Results: We included 1005 patients, 38.1% of whom were aged ≥ 65. The in-hospital mortality rate was 20.1%. Male sex (OR = 1.6 [95% CI:1.02-2.6], age (≥ 85 years old VS < 65 years) (OR = 18.7 [95% CI: 9.2-38.1]), ≥ 2 comorbidities (OR = 2.3 [95% CI: 1.3-4.0]), Injury Severity Score (OR = 1.04 [95% CI: 1.01-1.1]), presence of intraparenchymal hematoma (OR = 3.5 [95% CI: 2.2-5.5]) or other CT scan findings (cerebral edema, pneumocephalus, subpial hemorrhage, and pituitary injury) (OR = 1.9 [95% CI: 1.2-3.1]) were associated with increased odds of mortality. Male sex (OR = 1.8 [95% CI: 1.2-2.6]), age (65-74: OR = 1.7 [95% CI: 1.1-2.8] & 75-84: OR = 1.6 [95% CI: 1.03-2.6]), ≥ 2 comorbidities (OR = 2.9 [95% CI: 1.8-4.7]), thoraco-abdominal concomitant injury (OR = 2.0 [95% CI: 1.01-3.8]), and subarachnoid hemorrhage (OR = 7.6 [95% CI:1.5-38.5]) were associated with increased odds of complications. The number of comorbidities (≥ 2 OR = 1.7 [95% CI: 1.1-2.7]), spine injury (OR = 2.4 [95% CI: 1.4-4.1]), and delirium (OR = 3.1 [95% CI:1.8-5.2]) were associated with an increased odd of extended length of stay.

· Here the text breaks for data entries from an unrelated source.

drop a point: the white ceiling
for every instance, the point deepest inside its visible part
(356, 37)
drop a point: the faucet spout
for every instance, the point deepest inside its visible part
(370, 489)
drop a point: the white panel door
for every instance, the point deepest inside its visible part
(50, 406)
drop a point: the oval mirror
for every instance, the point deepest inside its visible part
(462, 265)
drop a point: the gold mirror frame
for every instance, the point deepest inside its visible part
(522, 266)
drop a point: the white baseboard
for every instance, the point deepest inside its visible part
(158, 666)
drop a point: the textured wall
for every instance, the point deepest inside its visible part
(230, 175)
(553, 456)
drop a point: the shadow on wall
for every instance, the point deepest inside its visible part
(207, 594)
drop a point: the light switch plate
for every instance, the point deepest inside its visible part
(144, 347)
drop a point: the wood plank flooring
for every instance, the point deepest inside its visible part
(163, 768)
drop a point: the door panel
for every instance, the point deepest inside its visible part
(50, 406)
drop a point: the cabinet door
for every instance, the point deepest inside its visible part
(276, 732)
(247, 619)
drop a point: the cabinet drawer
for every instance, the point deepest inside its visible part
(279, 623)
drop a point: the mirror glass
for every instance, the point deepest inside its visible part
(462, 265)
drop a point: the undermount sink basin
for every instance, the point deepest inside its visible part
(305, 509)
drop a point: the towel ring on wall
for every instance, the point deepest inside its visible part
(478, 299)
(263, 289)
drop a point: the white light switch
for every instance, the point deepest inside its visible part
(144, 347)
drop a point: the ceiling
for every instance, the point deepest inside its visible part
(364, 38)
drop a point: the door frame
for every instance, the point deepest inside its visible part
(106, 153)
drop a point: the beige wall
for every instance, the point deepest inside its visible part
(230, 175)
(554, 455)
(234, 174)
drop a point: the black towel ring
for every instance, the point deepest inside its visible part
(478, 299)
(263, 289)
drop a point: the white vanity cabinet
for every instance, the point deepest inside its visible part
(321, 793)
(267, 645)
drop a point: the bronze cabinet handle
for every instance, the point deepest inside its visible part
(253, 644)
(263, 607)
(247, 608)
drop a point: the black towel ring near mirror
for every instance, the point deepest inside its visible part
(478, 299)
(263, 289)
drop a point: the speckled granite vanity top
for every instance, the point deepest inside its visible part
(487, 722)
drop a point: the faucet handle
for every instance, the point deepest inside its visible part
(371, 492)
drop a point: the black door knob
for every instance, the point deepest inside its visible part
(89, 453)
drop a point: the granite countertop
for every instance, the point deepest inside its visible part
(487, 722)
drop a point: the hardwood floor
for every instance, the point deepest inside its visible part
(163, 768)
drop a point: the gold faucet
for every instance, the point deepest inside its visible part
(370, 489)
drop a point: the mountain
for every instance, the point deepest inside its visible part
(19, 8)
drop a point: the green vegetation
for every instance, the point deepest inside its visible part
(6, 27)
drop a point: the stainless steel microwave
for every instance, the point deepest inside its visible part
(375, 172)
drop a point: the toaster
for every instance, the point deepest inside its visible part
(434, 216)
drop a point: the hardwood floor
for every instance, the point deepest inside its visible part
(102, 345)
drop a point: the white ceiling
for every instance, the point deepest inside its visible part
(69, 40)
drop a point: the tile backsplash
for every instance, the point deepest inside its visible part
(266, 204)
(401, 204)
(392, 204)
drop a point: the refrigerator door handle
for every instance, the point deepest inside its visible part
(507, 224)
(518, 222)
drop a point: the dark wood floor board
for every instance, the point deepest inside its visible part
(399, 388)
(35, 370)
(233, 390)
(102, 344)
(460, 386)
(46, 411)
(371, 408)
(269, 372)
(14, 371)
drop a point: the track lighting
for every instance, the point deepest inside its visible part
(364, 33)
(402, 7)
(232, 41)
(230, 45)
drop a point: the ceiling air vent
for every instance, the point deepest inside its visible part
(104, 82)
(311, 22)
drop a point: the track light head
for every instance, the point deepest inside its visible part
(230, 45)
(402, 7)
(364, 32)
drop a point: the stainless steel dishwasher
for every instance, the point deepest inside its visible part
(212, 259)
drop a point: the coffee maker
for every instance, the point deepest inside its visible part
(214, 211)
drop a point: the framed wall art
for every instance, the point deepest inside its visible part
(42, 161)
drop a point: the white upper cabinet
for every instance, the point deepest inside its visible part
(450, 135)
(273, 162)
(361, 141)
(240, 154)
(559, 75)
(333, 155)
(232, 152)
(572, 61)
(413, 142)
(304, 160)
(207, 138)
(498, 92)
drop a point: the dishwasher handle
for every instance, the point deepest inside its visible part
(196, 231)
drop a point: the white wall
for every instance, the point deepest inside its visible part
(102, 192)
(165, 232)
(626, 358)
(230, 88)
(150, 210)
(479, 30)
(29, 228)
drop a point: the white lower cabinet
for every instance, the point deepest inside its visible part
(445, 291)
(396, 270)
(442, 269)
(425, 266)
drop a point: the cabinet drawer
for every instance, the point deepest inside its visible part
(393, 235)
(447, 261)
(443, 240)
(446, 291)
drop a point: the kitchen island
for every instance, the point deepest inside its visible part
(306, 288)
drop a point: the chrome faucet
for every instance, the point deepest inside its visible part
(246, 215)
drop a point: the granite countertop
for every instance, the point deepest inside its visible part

Conclusions: This study identified risk factors of in-hospital mortality, complications and extended length of stay, most of which are quickly available in the Emergency Department (ED). These factors could help clinicians identify moderate TBI patients at high risk of in-hospital mortality and guide shared decision-making regarding goals of care.